Souvenez-vous que cette compréhension que le Jiu-Jitsu était « battable » dans le combat libre date des précurseurs du ground and pound, des lutteurs comme Coleman et, éventuellement, de Dan Severn, même si à l’époque Royce Gracie a pu passer un triangle pour finaliser. Le niveau global de Jiu-Jitsu des combattants de MMA n’est plus aussi technique qu’il y a dix ans, mais il est bien plus adapté pour éviter de rester dessous et trouver des chemins de victoire.

Statistiquement, les soumissions sont peu nombreuses et, s’il y a deux semaines Oliveira nous a fait une démonstration de Jiu-Jitsu face à un autre grappler à l’UFC, la plupart du temps les clés ou étranglements fonctionnent parce qu’il y a eu un knockdown avant ou des dégâts avec des frappes. De plus, majoritairement, le dos et les positions au-dessus sont plus performantes pour mettre fin au combat.

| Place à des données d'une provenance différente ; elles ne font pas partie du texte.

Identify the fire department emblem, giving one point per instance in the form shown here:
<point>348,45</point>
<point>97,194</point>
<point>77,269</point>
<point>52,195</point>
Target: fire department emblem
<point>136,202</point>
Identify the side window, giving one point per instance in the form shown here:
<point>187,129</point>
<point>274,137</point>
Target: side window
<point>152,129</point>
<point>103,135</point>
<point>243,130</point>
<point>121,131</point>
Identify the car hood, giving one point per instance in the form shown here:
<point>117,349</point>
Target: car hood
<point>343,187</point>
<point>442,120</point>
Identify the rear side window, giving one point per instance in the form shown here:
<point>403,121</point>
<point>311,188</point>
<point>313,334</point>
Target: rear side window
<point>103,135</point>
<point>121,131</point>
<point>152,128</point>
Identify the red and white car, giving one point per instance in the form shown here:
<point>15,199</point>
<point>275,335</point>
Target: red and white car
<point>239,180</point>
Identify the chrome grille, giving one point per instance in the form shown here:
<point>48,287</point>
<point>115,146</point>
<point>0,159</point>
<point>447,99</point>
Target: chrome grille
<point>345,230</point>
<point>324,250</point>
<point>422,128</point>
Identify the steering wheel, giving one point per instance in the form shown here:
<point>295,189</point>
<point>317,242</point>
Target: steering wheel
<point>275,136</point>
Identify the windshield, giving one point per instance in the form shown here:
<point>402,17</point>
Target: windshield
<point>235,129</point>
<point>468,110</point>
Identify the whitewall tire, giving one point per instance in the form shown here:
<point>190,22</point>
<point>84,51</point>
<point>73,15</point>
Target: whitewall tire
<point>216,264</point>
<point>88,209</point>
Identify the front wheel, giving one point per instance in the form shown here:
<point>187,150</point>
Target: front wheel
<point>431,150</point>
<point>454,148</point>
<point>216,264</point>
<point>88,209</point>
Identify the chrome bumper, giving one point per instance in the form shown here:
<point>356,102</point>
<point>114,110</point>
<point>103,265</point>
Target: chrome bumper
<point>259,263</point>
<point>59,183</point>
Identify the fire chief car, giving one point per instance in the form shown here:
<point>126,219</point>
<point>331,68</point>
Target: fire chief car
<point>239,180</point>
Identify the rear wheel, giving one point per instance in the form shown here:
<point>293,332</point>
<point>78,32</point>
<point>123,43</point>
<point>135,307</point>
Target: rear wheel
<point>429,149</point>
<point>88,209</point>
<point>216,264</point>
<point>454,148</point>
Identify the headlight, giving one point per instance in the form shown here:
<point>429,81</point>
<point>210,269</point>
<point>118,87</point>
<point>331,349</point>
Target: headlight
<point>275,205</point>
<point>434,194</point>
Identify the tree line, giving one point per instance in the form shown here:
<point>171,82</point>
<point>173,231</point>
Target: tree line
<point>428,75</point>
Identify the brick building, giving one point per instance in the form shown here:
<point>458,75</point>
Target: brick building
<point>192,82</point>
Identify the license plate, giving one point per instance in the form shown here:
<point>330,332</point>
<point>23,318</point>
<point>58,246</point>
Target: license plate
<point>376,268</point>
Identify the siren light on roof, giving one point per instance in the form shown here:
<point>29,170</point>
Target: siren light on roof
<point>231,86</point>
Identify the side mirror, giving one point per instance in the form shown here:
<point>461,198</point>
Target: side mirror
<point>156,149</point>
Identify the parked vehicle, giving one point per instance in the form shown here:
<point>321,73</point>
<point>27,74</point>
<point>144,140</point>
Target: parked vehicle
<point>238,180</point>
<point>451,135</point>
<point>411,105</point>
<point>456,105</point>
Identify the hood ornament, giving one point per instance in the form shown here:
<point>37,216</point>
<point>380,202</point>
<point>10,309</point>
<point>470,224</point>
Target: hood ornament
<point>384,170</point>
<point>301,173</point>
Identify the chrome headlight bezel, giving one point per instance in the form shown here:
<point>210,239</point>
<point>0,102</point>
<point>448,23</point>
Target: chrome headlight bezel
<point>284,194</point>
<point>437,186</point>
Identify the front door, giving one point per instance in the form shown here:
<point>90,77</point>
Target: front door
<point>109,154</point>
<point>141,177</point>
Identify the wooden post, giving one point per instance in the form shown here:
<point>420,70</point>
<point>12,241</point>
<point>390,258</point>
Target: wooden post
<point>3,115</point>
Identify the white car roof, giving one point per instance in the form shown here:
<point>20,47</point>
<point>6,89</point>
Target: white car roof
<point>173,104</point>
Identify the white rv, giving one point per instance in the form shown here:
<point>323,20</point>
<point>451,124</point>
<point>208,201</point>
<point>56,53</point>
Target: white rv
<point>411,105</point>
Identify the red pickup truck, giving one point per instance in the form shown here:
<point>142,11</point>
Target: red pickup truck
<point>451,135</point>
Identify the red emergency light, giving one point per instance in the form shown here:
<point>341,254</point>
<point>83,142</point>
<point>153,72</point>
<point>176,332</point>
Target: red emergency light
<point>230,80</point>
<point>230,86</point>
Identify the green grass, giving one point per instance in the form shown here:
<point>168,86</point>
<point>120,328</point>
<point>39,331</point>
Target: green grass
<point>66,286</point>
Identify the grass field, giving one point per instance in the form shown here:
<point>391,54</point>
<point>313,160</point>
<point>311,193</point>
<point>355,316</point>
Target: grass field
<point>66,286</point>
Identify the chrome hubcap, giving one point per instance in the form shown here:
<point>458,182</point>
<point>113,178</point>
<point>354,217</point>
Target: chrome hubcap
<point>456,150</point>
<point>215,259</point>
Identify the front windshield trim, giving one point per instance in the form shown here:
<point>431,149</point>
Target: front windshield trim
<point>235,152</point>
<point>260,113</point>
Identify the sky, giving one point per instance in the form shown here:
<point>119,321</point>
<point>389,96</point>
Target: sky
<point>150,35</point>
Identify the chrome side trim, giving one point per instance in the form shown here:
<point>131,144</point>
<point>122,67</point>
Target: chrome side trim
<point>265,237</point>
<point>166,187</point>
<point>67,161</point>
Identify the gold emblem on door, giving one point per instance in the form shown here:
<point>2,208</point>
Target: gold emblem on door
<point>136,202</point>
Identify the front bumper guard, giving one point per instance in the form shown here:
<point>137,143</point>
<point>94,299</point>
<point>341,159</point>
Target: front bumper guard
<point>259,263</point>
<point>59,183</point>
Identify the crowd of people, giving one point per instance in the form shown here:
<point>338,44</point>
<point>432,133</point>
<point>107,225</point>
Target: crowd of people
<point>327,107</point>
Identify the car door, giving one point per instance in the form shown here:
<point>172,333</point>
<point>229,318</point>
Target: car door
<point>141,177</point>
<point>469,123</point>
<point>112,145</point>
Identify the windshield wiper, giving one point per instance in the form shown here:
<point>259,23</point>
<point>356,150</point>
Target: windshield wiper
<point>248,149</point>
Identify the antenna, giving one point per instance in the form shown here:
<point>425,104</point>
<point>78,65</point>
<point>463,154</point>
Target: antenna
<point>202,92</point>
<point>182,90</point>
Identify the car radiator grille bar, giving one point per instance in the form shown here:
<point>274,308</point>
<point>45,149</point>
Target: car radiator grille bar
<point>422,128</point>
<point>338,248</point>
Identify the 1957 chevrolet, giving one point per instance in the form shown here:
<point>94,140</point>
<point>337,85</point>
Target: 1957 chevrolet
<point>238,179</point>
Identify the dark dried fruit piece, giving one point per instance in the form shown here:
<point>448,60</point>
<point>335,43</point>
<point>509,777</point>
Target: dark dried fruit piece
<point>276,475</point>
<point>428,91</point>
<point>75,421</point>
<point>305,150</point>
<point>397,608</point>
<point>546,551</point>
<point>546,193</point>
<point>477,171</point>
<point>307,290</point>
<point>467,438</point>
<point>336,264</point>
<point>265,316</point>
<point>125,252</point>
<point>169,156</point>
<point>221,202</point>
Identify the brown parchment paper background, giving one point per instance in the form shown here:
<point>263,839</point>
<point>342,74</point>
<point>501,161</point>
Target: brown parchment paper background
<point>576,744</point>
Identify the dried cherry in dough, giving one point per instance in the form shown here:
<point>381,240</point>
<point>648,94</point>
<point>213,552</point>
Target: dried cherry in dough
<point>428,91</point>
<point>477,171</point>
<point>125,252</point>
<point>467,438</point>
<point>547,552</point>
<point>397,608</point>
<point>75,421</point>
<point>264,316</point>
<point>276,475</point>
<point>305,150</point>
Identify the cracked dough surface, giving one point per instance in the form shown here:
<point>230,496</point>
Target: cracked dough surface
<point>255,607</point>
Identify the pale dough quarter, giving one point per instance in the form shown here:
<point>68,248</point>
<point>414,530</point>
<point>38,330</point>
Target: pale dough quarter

De Ridder a voulu montrer un BJJ de dessous performant et dangereux, mais cela l’a épuisé et n’a pas été réellement possible face à un combattant au-dessus solide sur ses bases de lutte et qui connaît les étapes de la complexité des mouvements à venir. Le BJJ sportif a développé une facette technique incroyable dans ses règles actuelles, mais dans les règles MMA, le côté rustre paie plus que le raffinement, les paramètres étant différents.

Nous avons petit à petit deux Jiu-Jitsu qui se sont développés : celui sportif en mode IBJJF et celui qui, comme à ses origines en vale tudo, s’adapte pour rester efficace (avec difficulté) dans le MMA moderne.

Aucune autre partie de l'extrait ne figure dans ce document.